Even the Arctic region, shrinking under global warming, has become a target for great power competition. The US has announced an “ambassador-at-large” for the Arctic to oversee its interests in commercial exploitation of the areas “vast oil and mineral resources”. Russia, meanwhile, has established a new “Arctic Command”, which has seen already hundreds of new and former Soviet-era military sites, including airfields and deep-water ports, opened up. While China has said it is interested in building a “Polar Silk Road”, aimed at exploiting new shipping routes and providing access to mineral resources.

 In essence, the global geo-political scenario is one of constant moves to define and redefine the economically based ‘spheres of influence’ that all the great powers are determined to achieve.

Australian Prime Minister Anthony Albanese, commenting at the time, said: “It has been a reminder that Australia, while we are an island continent…[with the]…globalisation of our economy, the labour market, of the whole way in which the world functions, means any pretence of being isolated from world events is not just realistic”.

What PM Albanese says is essentially true. But it is where this broad understanding of ‘how the world works’ takes Australia, is the crucial issue.

EVOLVING LANGUAGE

The language and narrative around the global shakedown between the ‘spheres of influence’ of the great power blocs, is changing continually.                                                                  

In the lead up to the recent NATO summit, Secretary-General Stoltenberg said China was “openly contesting the rules-based international order… We don’t regard China as an adversary, but we need to realise that the rise of China makes it important for us also to address that”.

NATO however went on to formally classify China as a challenge to the organisation’s interests, security and values, at the same time as it moved towards a war footing in Europe, to combat the ongoing threat to its east from Russia.
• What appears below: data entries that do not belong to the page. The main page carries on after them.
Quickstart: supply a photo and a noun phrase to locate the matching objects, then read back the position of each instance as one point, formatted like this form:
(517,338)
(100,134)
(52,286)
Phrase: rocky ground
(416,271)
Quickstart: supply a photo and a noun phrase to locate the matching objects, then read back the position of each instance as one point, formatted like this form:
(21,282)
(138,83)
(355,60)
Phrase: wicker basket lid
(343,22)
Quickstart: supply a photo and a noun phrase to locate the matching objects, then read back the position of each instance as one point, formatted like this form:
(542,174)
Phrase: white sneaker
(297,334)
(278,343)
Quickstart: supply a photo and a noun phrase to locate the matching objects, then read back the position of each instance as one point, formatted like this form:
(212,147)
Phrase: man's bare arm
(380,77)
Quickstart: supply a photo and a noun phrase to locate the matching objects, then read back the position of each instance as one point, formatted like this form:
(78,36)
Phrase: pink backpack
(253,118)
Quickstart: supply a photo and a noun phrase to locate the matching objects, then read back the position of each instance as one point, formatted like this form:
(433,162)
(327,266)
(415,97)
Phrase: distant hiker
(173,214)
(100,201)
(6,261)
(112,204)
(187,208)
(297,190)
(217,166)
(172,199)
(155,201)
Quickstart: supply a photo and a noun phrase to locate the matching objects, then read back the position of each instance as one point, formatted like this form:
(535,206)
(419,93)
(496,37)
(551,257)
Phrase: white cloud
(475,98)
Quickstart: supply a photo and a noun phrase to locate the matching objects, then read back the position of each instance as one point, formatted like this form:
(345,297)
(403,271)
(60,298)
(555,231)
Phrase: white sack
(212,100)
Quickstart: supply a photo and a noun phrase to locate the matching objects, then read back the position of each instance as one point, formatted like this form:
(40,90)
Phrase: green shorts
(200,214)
A commentator noted just how much attention the US and the EU at the NATO summit spent on deliberating about “security problems” in Australia’s region. He went on to comment that there seemed to be “a deepening international response to the convergence of strategic risks across the Euro-Atlantic and the Indo-Pacific”.

The US at the summit, insisted that “the world is now a single theatre of strategic and ideological competition”. This view was apparently not accepted by every country, with the commentator noting “… Of course there are differences between Russia’s murderous recolonization [of the Ukraine] and China’s many shades of coercion…”.                                                                 

NATO complained that China “employs a broad range of political, economic and military tools to increase its global footprint and project power, while remaining opaque about its strategy, intentions and military build-up”.

The Russian ‘Ukraine blunder’ is seeing the collective nations of Europe investing more in their own defence, with the US nuclear deterrent still in place. “This will free up Washington to concentrate more on countering China”, the commentator speculated.

2022 is now being described as “a defining year” for global geopolitics.

The world is said to be moving away from “the small wars of terrorism” and moving into a “new world of big state wars”. The nuclear armed US and the key nation states of the EU economic bloc are said to being manoeuvring to face off against the two nuclear superpowers of Russia and China.

Britain’s new army chief recently said that while the EU, Britain and the US are not actually at war yet, suggesting steps must be taken to ensure “that we aren’t drawn into one through a failure to contain territorial expansion”.

A US State Department official described the NATO decision to put more US forces further east in Europe as: “We’re going to defend the line”.

NATO’s decision to ‘call out’ the China challenge in Australia’s Indo-Pacific region, has moved the issue “to the centre of global geopolitics”.

This has led to a number of countries in South-East Asia and the South Pacific to express “fear the militarisation of their regions…could spill over into a great power confrontation”.